Solo in tempi molto recenti, e sulla spinta prima della democratizzazione e modernizzazione agricola, poi della sensibilità ambientalista e delle emergenze planetarie, dal cambiamento climatico, all'urbanizzazione, alla fame, il settore primario inizia a staccarsi da quell'immagine oppressiva, per recuperare una propria dignità, per non dire ruolo di punta e di promessa, come nelle discussioni a margine dell'evento Expo milanese, dedicato alla «Energia per la Vita». Immagine senza dubbio accattivante, ma che proprio la recentissima genesi condanna necessariamente ad una certa fragilità e superficialità, se non teniamo nel dovuto conto quegli infiniti secoli in cui l'attività agricola corrispondeva al 99% nella percezione di tutti a quello «idiotismo della vita rustica», per quanto decantato da chi si limitava a trarne vantaggio senza partecipare.

Si parla in questi giorni sulla stampa, di una scuola di Nuoro che applica a scopo punitivo-educativo una specie di temporanea «restituzione delle braccia strappate all'agricoltura», degli studenti colti in flagrante nelle solite mancanze scolastiche, dai ritardi in su.
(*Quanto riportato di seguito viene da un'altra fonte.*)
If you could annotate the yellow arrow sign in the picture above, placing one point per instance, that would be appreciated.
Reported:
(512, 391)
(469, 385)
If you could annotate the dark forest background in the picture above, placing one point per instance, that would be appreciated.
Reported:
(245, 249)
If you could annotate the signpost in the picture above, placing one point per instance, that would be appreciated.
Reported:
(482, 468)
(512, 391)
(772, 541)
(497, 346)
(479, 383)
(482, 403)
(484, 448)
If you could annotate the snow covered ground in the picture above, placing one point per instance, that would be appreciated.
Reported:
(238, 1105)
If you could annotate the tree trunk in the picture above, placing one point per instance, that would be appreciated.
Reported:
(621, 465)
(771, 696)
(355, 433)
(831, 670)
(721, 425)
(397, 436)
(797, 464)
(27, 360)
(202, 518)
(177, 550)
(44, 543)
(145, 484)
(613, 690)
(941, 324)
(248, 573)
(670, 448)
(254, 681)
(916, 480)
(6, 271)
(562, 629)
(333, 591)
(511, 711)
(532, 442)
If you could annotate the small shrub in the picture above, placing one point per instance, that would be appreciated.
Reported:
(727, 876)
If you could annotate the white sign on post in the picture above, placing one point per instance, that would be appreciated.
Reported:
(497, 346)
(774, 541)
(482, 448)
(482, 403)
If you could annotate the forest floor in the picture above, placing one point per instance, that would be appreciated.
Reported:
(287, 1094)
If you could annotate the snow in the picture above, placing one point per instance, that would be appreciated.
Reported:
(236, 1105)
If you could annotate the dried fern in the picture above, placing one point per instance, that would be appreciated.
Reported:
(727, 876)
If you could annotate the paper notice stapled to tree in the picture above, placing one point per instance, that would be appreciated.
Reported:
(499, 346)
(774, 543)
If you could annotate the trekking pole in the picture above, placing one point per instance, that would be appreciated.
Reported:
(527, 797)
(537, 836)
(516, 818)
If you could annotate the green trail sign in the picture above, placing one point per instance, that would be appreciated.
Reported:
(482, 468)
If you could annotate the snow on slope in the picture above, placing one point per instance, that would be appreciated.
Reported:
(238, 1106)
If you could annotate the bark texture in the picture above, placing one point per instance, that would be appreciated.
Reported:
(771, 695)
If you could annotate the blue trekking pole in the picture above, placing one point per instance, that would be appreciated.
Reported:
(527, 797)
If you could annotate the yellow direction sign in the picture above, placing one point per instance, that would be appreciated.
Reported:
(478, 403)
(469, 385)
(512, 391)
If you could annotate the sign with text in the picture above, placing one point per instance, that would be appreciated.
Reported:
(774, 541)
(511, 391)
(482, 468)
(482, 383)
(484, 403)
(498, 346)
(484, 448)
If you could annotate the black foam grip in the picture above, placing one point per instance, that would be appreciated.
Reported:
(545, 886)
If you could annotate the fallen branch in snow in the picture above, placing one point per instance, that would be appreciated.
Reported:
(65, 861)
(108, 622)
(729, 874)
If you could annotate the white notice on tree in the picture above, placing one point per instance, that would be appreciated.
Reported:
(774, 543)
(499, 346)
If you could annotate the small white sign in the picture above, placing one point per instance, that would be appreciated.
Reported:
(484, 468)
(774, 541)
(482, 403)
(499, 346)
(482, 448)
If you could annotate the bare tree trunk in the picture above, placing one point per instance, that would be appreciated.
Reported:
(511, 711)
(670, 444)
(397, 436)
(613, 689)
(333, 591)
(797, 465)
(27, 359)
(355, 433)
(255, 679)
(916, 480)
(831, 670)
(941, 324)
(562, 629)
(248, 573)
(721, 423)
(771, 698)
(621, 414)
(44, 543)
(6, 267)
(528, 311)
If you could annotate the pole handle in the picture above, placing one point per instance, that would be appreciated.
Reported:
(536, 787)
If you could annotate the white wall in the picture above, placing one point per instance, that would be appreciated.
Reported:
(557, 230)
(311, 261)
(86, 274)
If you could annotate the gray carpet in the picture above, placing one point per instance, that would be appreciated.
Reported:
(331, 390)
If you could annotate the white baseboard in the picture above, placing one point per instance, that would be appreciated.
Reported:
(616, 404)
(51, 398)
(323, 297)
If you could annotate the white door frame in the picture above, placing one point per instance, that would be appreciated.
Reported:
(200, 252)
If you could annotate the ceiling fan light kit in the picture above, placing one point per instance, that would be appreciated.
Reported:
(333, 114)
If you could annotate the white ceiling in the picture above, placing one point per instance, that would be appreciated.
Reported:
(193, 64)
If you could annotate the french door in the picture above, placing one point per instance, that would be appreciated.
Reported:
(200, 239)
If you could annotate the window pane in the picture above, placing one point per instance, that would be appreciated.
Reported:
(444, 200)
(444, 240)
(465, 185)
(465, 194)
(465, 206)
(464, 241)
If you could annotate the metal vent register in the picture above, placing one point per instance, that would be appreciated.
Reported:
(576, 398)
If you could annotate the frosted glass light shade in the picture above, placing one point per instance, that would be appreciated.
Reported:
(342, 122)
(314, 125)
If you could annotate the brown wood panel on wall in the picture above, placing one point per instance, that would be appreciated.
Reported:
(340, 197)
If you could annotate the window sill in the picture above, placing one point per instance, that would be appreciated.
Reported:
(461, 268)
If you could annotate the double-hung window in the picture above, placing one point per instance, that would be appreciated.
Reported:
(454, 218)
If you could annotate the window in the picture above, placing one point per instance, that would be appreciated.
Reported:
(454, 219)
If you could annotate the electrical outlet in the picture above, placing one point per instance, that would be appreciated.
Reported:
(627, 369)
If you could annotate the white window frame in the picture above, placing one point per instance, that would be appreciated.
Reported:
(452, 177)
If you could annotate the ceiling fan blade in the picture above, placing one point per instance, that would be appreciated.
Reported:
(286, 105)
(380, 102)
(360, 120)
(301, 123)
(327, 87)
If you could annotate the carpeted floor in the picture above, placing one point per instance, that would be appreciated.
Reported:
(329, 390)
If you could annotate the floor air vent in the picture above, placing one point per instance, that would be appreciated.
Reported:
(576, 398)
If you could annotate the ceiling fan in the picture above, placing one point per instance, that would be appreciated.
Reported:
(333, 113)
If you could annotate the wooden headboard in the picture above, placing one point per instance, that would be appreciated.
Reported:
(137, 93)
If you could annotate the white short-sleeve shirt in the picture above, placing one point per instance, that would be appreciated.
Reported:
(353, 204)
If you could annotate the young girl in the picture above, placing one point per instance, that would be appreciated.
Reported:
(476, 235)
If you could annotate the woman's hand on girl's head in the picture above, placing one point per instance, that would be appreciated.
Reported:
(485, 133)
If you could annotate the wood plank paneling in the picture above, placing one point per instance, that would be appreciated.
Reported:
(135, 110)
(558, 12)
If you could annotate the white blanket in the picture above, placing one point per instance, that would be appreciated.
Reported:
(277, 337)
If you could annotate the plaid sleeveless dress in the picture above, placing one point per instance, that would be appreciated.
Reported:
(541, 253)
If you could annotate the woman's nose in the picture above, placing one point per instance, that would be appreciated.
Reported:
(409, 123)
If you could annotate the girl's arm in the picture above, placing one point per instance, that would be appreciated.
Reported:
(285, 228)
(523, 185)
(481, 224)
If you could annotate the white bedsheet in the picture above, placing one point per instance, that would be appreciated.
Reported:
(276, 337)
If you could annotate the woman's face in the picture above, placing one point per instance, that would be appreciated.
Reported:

Spiegano, le autorità di istituto, che così si vogliono sommare una sana attività all'aria aperta, l'esercizio fisico, il vantaggio collettivo del frutto di quel lavoro (la realizzazione di progetti), e al tempo stesso il potere pedagogico educativo della consapevolezza di aver fatto qualcosa che resta nel tempo. Apparentemente tutto magnifico, e in effetti quella punizione sembrerebbe assai più adeguata e redentrice del chiudere qualcuno in uno stanzino buio, o metterlo in ginocchio sui classici ceci secchi, per assenze ingiustificate o negligenza. Ma non può non tornare in mente l'antico adagio medievale, secondo cui le buone intenzioni, specie perseguite con troppo entusiasmo, alla fine servono a lastricare un percorso che porta da tutt'altra parte. All'inferno, dicevano alcuni saggi abati un tempo, o forse solo a odiare spontaneamente per tutta la vita il lavoro manuale e i campi, diremmo noi oggi. Del resto, giusto per restare alle ottime intenzioni in ambito scolastico, non lo sappiamo un po' tutti, che tra i libri più detestati nella storia anche degli appassionati lettori, stanno proprio quelli imposti a scuola, anche se autentici capolavori letterari? Magari riflettere un istante, aiuterà a modulare meglio questa specie di didattica alternativa, che un po' pare partorita dalla Banda dei Quattro della Rivoluzione Culturale cinese, più che da attente considerazioni pedagogiche.